Static masking levels, however, are not sufficient in dynamic office environments. Occupancy fluctuates throughout the day, HVAC output varies with thermal load, and the acoustic profile of a quiet morning bears little resemblance to a busy afternoon. Adaptive volume control systems respond to these shifts in real time, automatically adjusting masking output to maintain the designed acoustic conditions across the full working day. This is the mechanism that closes the gap between measured performance and lived experience — which is, ultimately, what clients are paying for.

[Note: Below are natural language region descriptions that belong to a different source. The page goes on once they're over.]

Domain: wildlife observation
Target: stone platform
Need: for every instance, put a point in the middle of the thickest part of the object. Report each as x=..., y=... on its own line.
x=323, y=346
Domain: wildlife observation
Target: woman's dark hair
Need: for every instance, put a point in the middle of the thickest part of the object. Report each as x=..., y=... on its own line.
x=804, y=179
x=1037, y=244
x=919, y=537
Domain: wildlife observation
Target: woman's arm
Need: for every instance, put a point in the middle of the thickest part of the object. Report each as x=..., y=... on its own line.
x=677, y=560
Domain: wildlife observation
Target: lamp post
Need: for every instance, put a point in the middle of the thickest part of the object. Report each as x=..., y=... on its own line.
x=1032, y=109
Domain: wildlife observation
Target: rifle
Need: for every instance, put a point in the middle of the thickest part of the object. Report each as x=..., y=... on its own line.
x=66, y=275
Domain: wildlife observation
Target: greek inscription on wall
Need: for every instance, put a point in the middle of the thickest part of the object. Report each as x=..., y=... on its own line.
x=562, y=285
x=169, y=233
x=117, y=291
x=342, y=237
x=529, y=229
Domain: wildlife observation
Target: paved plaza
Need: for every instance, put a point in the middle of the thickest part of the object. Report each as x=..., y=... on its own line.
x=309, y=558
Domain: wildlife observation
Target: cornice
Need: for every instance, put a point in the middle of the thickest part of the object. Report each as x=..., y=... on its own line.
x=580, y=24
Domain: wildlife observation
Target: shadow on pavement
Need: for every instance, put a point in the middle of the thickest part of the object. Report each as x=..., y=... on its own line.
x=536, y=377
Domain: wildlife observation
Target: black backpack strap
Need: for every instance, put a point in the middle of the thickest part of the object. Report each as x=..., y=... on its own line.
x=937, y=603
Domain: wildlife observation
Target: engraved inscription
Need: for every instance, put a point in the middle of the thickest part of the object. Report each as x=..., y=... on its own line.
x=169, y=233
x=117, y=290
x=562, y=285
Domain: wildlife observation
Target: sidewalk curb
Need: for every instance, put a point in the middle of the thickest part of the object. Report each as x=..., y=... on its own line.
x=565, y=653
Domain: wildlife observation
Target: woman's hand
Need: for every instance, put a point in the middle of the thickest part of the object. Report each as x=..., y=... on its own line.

Putting the Metrics Together
Effective office acoustic design is not a single-metric exercise. RT60 establishes spatial character, NC sets the noise floor baseline, STI quantifies the clarity-privacy balance, and NRC drives material specification. Advanced parameters like C50 and EDT add diagnostic precision where complexity demands it. Sound masking particularly with adaptive volume control — is the layer that ensures measured performance translates into consistent real-world results.
Used together, these metrics give acousticians the objective evidence to validate a design, defend specification decisions, and deliver environments where people can genuinely focus, communicate, and collaborate.
References
ISO 3382-3:2022 — Acoustics: Measurement of room acoustic parameters in open-plan offices.
WELL Building Standard v2, Feature 72 (Acoustic Design) — International WELL Building Institute (IWBI).
ANSI/ASA S12.60-2010 — Acoustical Performance Criteria, Design Requirements, and Guidelines for Schools.
IEC 60268-16:2020 — Sound System Equipment: Objective Rating of Speech Intelligibility by the Speech Transmission Index.
Haapakangas, A. et al. (2018). "Effects of sound masking on workers in open-plan offices." MDPI Applied Sciences.
ekko Acoustics — RT60 and Speech Clarity in Commercial Interiors (technical guidance).
IBA Online — Noise Criteria (NC) Curves and workplace acoustic comfort targets.